Zaten bağışçı nakil öncesi uzman hekimlerce mutlaka değerlendiriliyor. Çeşitli kan testleri yapılarak bağışa engel bir durumunun olup olmadığı tespit ediliyor. “Bizim temel hedefimiz hastayı iyileştirmek ama bağışçının da bundan herhangi bir zarar görmemesi gerekir. Eğer sağlıklıysa donör olarak kabul ediliyor” diyen Prof. Dr. Kaynar, nakle giden süreci ise şöyle anlatıyor:
“Bağışçıya beş gün boyunca cilt altı iğne yapılıyor. 4’üncü veya 5’inci gün bir cihaz yardımıyla kanla çıkmış olan kök hücreleri toplanıyor. Büyük olasılıkla herhangi bir operasyona ya da işleme gerek kalmıyor. Sadece bazı özel durumlarda kemik iliği tercih ediliyor. Bunun için de mutlaka bağışçının kendisinin onay vermesi gerekiyor. Kemik iliği alınma işlemi ameliyathanede bağışçı uyutularak yapılıyor. Bağışçı hiçbir şey hissetmiyor. Bir saatte işlem tamamlanıyor.”
Nakil sonrası hasta için zorlu bir süreç başlıyor
Diğer tarafta ise nakil yapılan hasta bulunuyor. Onun için süreç biraz daha meşakkatli.
“Nakil öncesindeki dönemde bu verdiğimiz hücreleri vücudun kabul edebilmesi için eğer hastanın kötü huylu bir hastalığı varsa onu tamamen ortadan kaldırabilmek için bir kemoterapi veriyoruz. Bazen de radyoterapi ilave edebiliyoruz. Bu süreci tamamladıktan sonra toplanılmış olan kök hücreler hastaya kan transfüzyonu gibi veriliyor.

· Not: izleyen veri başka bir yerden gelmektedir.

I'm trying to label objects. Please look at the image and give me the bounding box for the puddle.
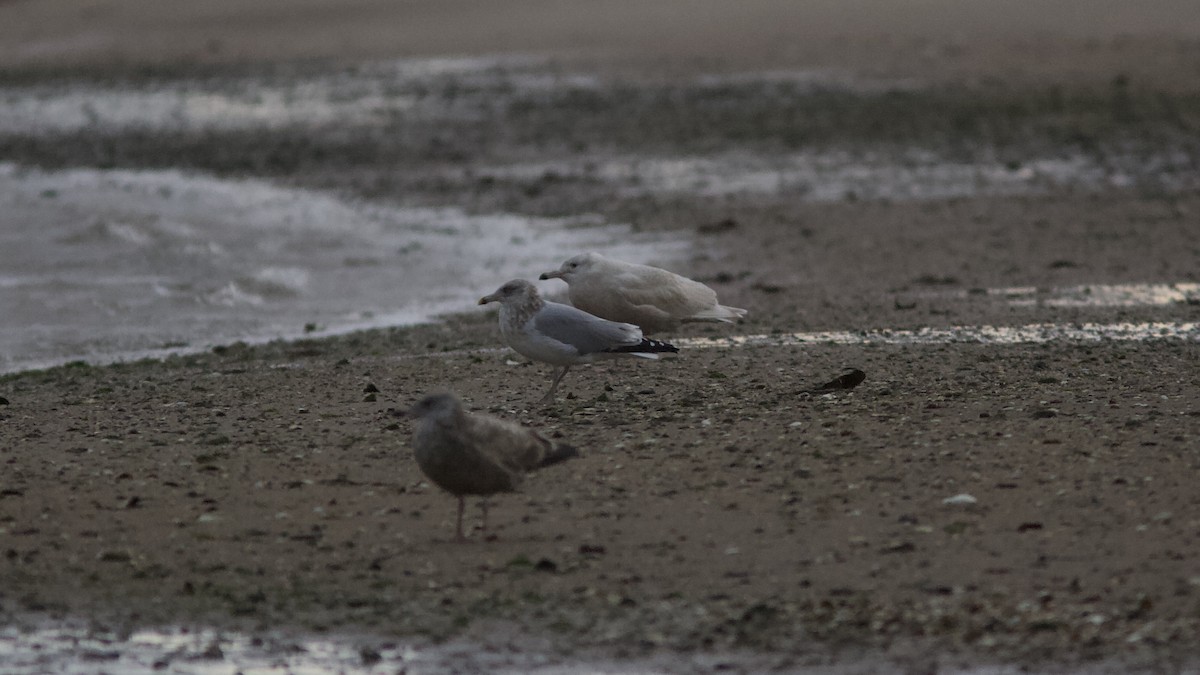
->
[0,625,1166,675]
[671,322,1200,350]
[476,150,1142,202]
[0,163,688,371]
[984,283,1200,307]
[0,56,561,136]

Asıl dönem bundan sonra başlıyor.”
Bu dönem hasta için büyük önem taşıyor. Prof. Dr. Kaynar, hastanın kan değerleri düştüğü için enfeksiyona ve diğer görülebilecek yan etkilere açık duruma geldiğinin altını çiziyor. Sonra ikinci ve üçüncü hafta civarında kök hücrelerin yeniden yerleşmeye başladığını söylüyor.
“Hastayı çok yakın takip ediyoruz”
Hastanın bağışıklık sisteminin oturması bu süreç için önemli. Bunun tam olarak oturması nakil tipine göre değişiklik göstermekle birlikte 6 ay ila 1 yıl arasında sürüyor.
“Bu dönemde enfeksiyonlarla, ilaç yan etkileriyle mücadele ediyoruz. Yine verdiğimiz hücrenin dokularda oluşturabileceği hasarla mücadele ediyoruz. Buna göre hastayı çok yakın takip ediyoruz. Yani aslında mücadelenin asıl başladığı dönem oluyor.”
Hastanın tüm bu mücadele döneminde hekimlerinin tavsiyesine uyup kontrollerini aksamaması şart. Süreç zor gibi görünse de üç aydan sonra şikayetler yavaş yavaş azalıyor. Altıncı ayın sonunda her şeyin yolunda gitmesi durumunda hastanın ilaçları kesiliyor. Ve normal yaşamına dönebiliyor.